Key PointsQuestion
How is indoor tanning frequency associated with behaviors related to skin cancer prevention?
Findings
This cross-sectional study using data from the US 2015 National Health Interview Survey found that young adults who frequently tanned indoors were significantly more likely to never/rarely use protective clothing or shade compared with young adults who did not tan indoors. Similar findings were observed among women.
Meaning
In 2 groups with high indoor tanning prevalence (young adults and women), frequent indoor tanners often exhibited a concurrent tendency to practice poor sun protection, which may increase their risk of skin cancer beyond the risk associated with indoor tanning alone.
Importance
Indoor tanning is prevalent among young adults and women and is associated with increased risk of melanoma.

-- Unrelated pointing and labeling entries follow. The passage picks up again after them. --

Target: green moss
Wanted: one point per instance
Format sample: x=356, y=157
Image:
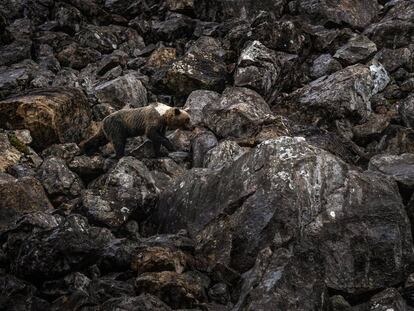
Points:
x=19, y=145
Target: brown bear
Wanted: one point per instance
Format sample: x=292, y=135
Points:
x=151, y=120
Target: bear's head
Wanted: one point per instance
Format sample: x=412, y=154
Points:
x=176, y=118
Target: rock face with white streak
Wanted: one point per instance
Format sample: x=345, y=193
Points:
x=308, y=206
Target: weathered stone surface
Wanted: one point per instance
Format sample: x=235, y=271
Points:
x=124, y=91
x=52, y=115
x=346, y=93
x=239, y=113
x=128, y=189
x=356, y=13
x=399, y=167
x=324, y=65
x=305, y=198
x=202, y=67
x=356, y=50
x=58, y=179
x=257, y=68
x=18, y=197
x=196, y=102
x=223, y=155
x=177, y=290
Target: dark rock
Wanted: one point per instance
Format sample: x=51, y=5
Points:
x=356, y=50
x=196, y=102
x=356, y=13
x=399, y=167
x=232, y=226
x=221, y=10
x=126, y=90
x=239, y=113
x=177, y=290
x=224, y=154
x=144, y=302
x=15, y=52
x=20, y=196
x=396, y=29
x=257, y=68
x=128, y=189
x=63, y=151
x=392, y=59
x=202, y=67
x=58, y=179
x=77, y=57
x=71, y=246
x=200, y=145
x=345, y=93
x=52, y=115
x=324, y=65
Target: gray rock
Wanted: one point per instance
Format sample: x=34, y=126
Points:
x=127, y=189
x=324, y=65
x=356, y=13
x=58, y=179
x=306, y=204
x=223, y=155
x=399, y=167
x=356, y=50
x=196, y=102
x=239, y=113
x=202, y=67
x=257, y=68
x=124, y=91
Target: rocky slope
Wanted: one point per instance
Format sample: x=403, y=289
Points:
x=293, y=192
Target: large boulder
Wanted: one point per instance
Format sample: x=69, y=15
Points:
x=323, y=219
x=396, y=28
x=202, y=67
x=355, y=13
x=20, y=196
x=126, y=90
x=257, y=68
x=127, y=190
x=239, y=113
x=52, y=115
x=345, y=93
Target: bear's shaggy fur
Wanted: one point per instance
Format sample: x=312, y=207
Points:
x=152, y=121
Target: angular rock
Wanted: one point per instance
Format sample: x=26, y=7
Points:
x=399, y=167
x=392, y=59
x=177, y=290
x=200, y=145
x=223, y=155
x=20, y=196
x=289, y=193
x=124, y=91
x=54, y=115
x=396, y=28
x=58, y=179
x=196, y=102
x=355, y=13
x=324, y=65
x=202, y=67
x=346, y=93
x=15, y=52
x=257, y=68
x=406, y=111
x=77, y=57
x=356, y=50
x=239, y=113
x=128, y=189
x=143, y=302
x=51, y=254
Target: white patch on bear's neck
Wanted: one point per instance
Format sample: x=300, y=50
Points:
x=161, y=108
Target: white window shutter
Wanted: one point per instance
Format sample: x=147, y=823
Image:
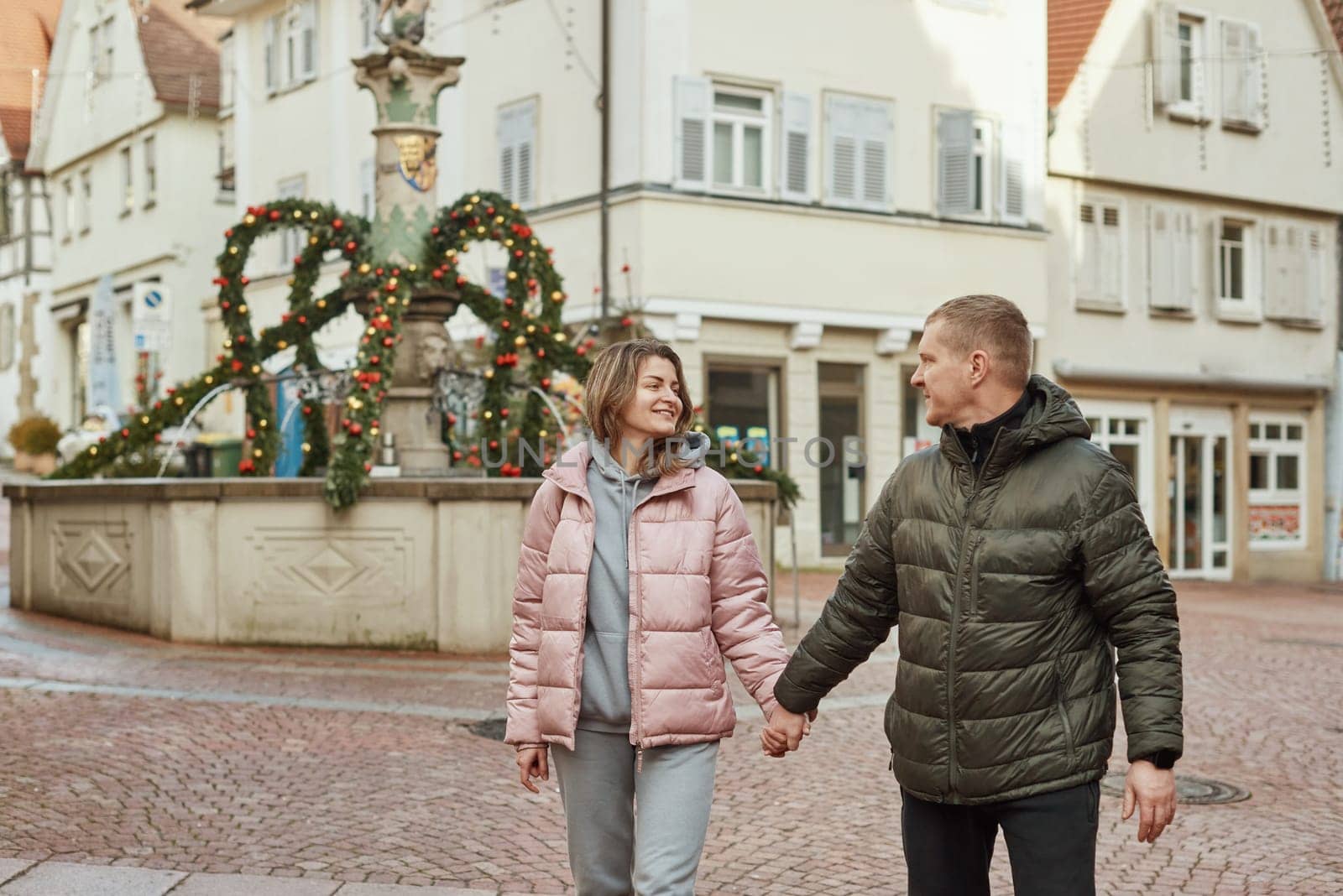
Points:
x=877, y=130
x=1235, y=98
x=955, y=152
x=843, y=159
x=693, y=148
x=272, y=39
x=1189, y=284
x=796, y=149
x=505, y=140
x=1315, y=275
x=525, y=129
x=1088, y=253
x=308, y=40
x=1280, y=278
x=1011, y=180
x=1111, y=255
x=1161, y=257
x=1166, y=54
x=1253, y=74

Evidence suggests that indoor tanners may be more inclined to adopt poor photoprotective practices that further increase their risk of skin cancer; however, gaps in the literature exist in young adults and by indoor tanning frequency.
Objective
To examine the association between indoor tanning frequency and behaviors related to skin cancer prevention and to investigate whether these associations vary by age group or sex.
Design, Setting, and Participants
Cross-sectional population-based study of US 2015 National Health Interview Survey data including 10 262 non-Hispanic white adults aged 18 to 60 years without a history of skin cancer.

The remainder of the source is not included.